С начала сорокового года СД поручило Мельнику заняться проблемой крови. Необходимо было выявить всех, кто был «замаран» русским или польским семенем, — для изоляции; о еврейском даже не говорили. Мельник составил списки (в первую очередь нацистов, естественно, интересовали коммунисты, советский актив на заводах, в колхозах, интеллигенция Советской Украины). Списки были подробнейшие: на многих сотнях страниц — фамилии, имена, отчества, год рождения, место рождения, рост, цвет глаз и волос, особые приметы, адреса друзей и знакомых.
В списке не было Андрея Шептицкого, потомка галичанина — кто знает, может, в истоках русского — и польской аристократки. Не потому не было имени его в списках, что Мельник хотел скрыть это, а потому лишь, что не мог себе даже представить Шептицкого неукраинцем.
Побеседовав с «шефом» ОУН-М о тех сведениях, которые поступают из-за кордона, спросив Мельника о том, какова, с его точки зрения, прочность большевистского тыла, и выслушав ответ, угодный любому немцу, занимающему пост, — мол, тыла у них нет, это конгломерат разностей, который потечет, развалится, как мартовский лед после первого же дождя, Штирлиц пожелал собеседнику скорейшего избавления от досадного в такие дни недуга и вышел.
Диц только что кончил долгий и, видимо, трудный разговор: он сидел у телефона потный и злой.
— Замучили? — спросил Штирлиц.
— Фохт сошел с ума, — ответил Диц. — Можно подумать, что работа заключается только в том, чтобы писать отчеты и составлять таблицы. Живое дело для него не существует.
— Вы встречаетесь с Бандерой? — спросил Штирлиц, решив подкинуть Дицу нечто для размышления.
— Его опекает армия, — рассеянно ответил тот. — Наши встречаются с ним довольно редко: Канарис, говорят, отбил его для использования в тактических целях.

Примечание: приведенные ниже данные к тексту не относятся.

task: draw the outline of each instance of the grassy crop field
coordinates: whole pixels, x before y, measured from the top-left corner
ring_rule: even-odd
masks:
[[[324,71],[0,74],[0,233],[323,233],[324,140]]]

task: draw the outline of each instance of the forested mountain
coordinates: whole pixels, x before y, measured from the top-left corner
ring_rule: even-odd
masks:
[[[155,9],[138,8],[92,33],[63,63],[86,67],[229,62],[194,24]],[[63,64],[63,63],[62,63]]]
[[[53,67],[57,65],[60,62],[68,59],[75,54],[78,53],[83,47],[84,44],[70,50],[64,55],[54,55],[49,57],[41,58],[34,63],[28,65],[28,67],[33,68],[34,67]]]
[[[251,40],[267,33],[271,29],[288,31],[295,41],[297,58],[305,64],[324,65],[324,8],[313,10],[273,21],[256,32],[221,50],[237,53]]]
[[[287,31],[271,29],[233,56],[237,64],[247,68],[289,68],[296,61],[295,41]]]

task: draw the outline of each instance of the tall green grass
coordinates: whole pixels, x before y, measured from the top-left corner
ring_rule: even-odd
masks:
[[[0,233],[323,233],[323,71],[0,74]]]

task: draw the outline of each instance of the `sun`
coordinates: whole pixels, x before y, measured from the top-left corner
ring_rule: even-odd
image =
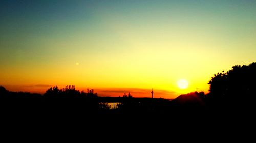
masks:
[[[186,89],[188,86],[188,82],[187,82],[187,80],[184,79],[179,80],[177,84],[178,87],[182,89]]]

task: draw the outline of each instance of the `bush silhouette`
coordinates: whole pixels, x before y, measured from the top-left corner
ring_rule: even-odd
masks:
[[[218,73],[211,78],[209,97],[211,101],[223,104],[244,106],[254,104],[256,96],[256,63],[236,65],[227,72]]]

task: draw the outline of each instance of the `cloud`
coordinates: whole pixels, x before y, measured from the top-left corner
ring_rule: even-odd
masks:
[[[174,91],[163,90],[153,90],[154,97],[174,98],[178,96],[177,93]],[[124,93],[126,95],[128,93],[136,97],[151,97],[151,89],[140,88],[109,88],[95,89],[99,96],[122,96]]]

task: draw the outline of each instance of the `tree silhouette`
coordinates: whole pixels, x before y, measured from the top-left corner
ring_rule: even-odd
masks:
[[[256,97],[256,63],[236,65],[227,72],[218,73],[211,78],[209,96],[224,104],[247,105]],[[253,101],[254,102],[254,101]]]

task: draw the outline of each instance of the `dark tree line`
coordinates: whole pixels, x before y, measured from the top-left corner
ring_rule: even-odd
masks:
[[[180,111],[254,111],[256,99],[256,63],[237,65],[225,72],[218,73],[209,82],[209,93],[193,92],[182,95],[169,101],[161,98],[133,98],[129,93],[122,97],[104,98],[97,96],[93,90],[79,91],[75,86],[59,89],[57,86],[47,89],[43,95],[26,92],[13,92],[0,87],[0,105],[4,107],[27,107],[52,111],[79,113],[84,111],[122,113],[164,113]],[[121,102],[111,109],[109,101]],[[10,106],[12,105],[13,106]],[[34,108],[35,107],[35,108]],[[37,107],[37,108],[36,108]],[[115,110],[115,111],[114,111]]]

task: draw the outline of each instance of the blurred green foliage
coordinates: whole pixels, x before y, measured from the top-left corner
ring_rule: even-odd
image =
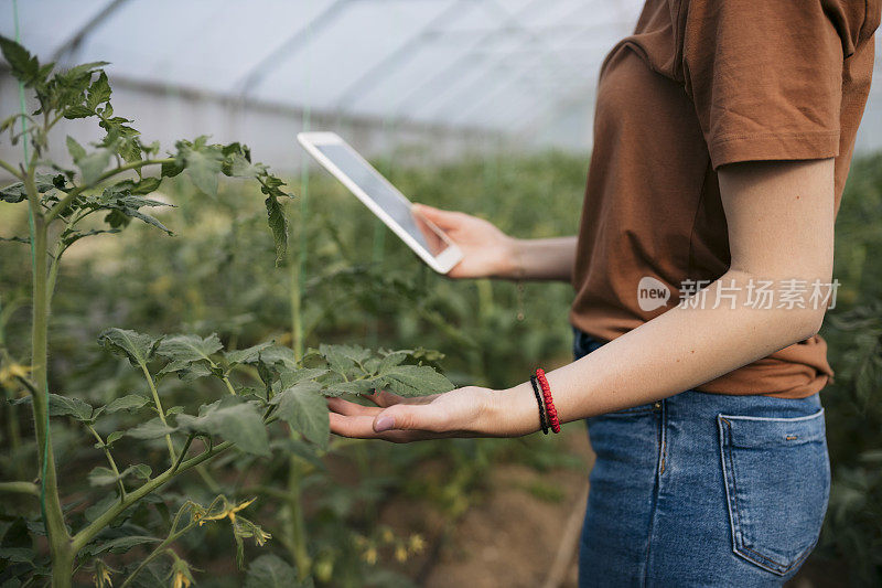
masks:
[[[398,159],[380,160],[377,167],[415,201],[483,216],[521,237],[577,229],[587,157],[501,152],[434,168],[400,168]],[[297,180],[289,183],[302,192]],[[273,243],[263,229],[266,212],[256,199],[241,197],[250,189],[238,182],[223,184],[213,211],[198,215],[187,180],[163,190],[181,207],[165,223],[180,238],[138,227],[121,238],[77,244],[68,254],[60,277],[65,295],[55,300],[51,356],[56,384],[64,382],[71,394],[107,402],[137,386],[121,362],[96,352],[95,338],[107,324],[153,333],[217,332],[229,349],[267,338],[291,343],[297,276],[290,263],[273,267]],[[445,354],[440,365],[456,384],[493,387],[521,382],[536,365],[569,361],[568,285],[526,284],[519,296],[510,282],[449,280],[427,268],[327,174],[310,174],[308,194],[303,211],[289,206],[294,227],[290,259],[302,246],[306,253],[302,278],[308,345],[322,341],[437,349]],[[23,226],[24,217],[0,218],[0,235],[23,234]],[[23,300],[29,288],[28,250],[15,243],[2,244],[2,250],[0,336],[10,340],[10,349],[26,349],[26,341],[15,339],[26,333],[28,312],[17,307],[17,292]],[[874,156],[854,161],[837,222],[835,276],[841,287],[822,330],[837,373],[822,393],[833,488],[821,543],[813,556],[821,564],[832,559],[843,565],[856,586],[882,584],[881,252],[882,156]],[[524,320],[518,320],[519,308]],[[198,394],[198,388],[182,385],[171,394]],[[54,435],[61,440],[65,431],[60,428]],[[560,448],[544,438],[517,443],[521,445],[515,450],[510,442],[494,440],[407,448],[373,443],[369,449],[345,441],[332,447],[332,459],[354,464],[362,482],[329,485],[318,471],[303,482],[313,496],[308,512],[312,550],[329,570],[329,581],[354,586],[375,573],[365,563],[364,542],[381,543],[377,505],[389,493],[422,496],[453,518],[469,506],[470,491],[481,485],[498,459],[523,459],[545,468],[555,464],[549,456]],[[255,469],[263,478],[283,477],[282,463],[256,466],[243,459],[230,456],[226,461],[238,460],[229,471],[238,469],[240,487],[255,479]],[[443,472],[415,475],[426,460],[441,460]],[[562,455],[560,460],[567,462]],[[0,461],[3,468],[12,467],[11,459]],[[225,462],[213,471],[225,475]],[[358,542],[351,541],[352,530],[362,537]],[[206,541],[184,539],[194,560],[211,557],[212,533]],[[343,560],[356,564],[347,568]]]

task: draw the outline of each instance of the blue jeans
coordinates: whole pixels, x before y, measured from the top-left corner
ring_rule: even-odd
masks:
[[[576,359],[599,346],[576,332]],[[587,421],[581,588],[782,586],[814,548],[830,491],[817,394],[687,391]]]

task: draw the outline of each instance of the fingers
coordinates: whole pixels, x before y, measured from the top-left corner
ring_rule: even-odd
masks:
[[[370,400],[375,405],[381,406],[384,408],[387,407],[387,406],[391,406],[394,404],[398,404],[398,403],[405,402],[405,397],[404,396],[399,396],[397,394],[392,394],[391,392],[388,392],[388,391],[385,391],[385,389],[378,389],[378,391],[375,391],[374,394],[363,394],[362,396],[364,396],[365,398],[367,398],[368,400]]]
[[[332,413],[343,416],[368,416],[372,419],[376,417],[383,409],[375,406],[364,406],[361,404],[351,403],[343,398],[327,398],[327,408]]]
[[[380,410],[374,418],[374,430],[377,432],[392,430],[423,430],[445,432],[447,415],[431,404],[397,404]]]
[[[399,396],[398,394],[394,394],[385,389],[376,391],[373,394],[363,394],[362,396],[383,408],[387,408],[396,404],[429,404],[438,398],[438,394],[405,398],[404,396]]]
[[[341,437],[355,439],[383,439],[394,443],[406,443],[438,437],[438,435],[426,434],[422,431],[390,430],[377,432],[374,430],[374,417],[369,416],[344,416],[337,413],[329,413],[331,420],[331,432]]]

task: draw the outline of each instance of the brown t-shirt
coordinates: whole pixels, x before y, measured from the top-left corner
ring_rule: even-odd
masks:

— Понятно, — задумчиво произнес Штирлиц, прислушиваясь к тому, как в соседней комнате молоденький фельдфебель кричал в полевой телефон: «Семь маршевых групп в район Перемышля отправлены уже вчера! Я говорю — вчера!» — Понятно, — повторил он, поразившись мелькнувшей догадке. — Но смотрите, как бы Бандера не схватил лавры первым — он значительно более мобилен, чем Мельник. Успех Бандеры даст лавры абверу, а не вам, Диц.
— Этого не может быть. — Диц забыл о своей постоянной улыбке, сразу же поняв смысл, скрытый в словах Штирлица. — По-моему, вы преувеличиваете.
«Их же оружием, — подумал Штирлиц, выходя из особняка, — только так, и никак иначе».
Связником оказалась женщина. Невысокого роста, с угольного цвета глазами и быстро появлявшимися ямочками на щеках, она показалась Штирлицу слишком уж яркой и беспечной. Это ощущение, видимо, родилось из-за того, что одета она была слишком броско: короткое платье, когда налетал ветер, открывало ее крепкие, спортивные ноги; вырез был слишком низкий — женщина знала, что она хороша, но ей было уже под тридцать, и поэтому она, видимо, перестала умиляться своей красотой и вела себя так, как это свойственно знаменитому, но мудрому поэту или актеру, — не реагируя на поклонение, не реагируя искренне, без того затаенного холодка счастья; которое сопутствует открытому выражению восторга у людей глупых и молодых, на которых обрушилась шальная известность.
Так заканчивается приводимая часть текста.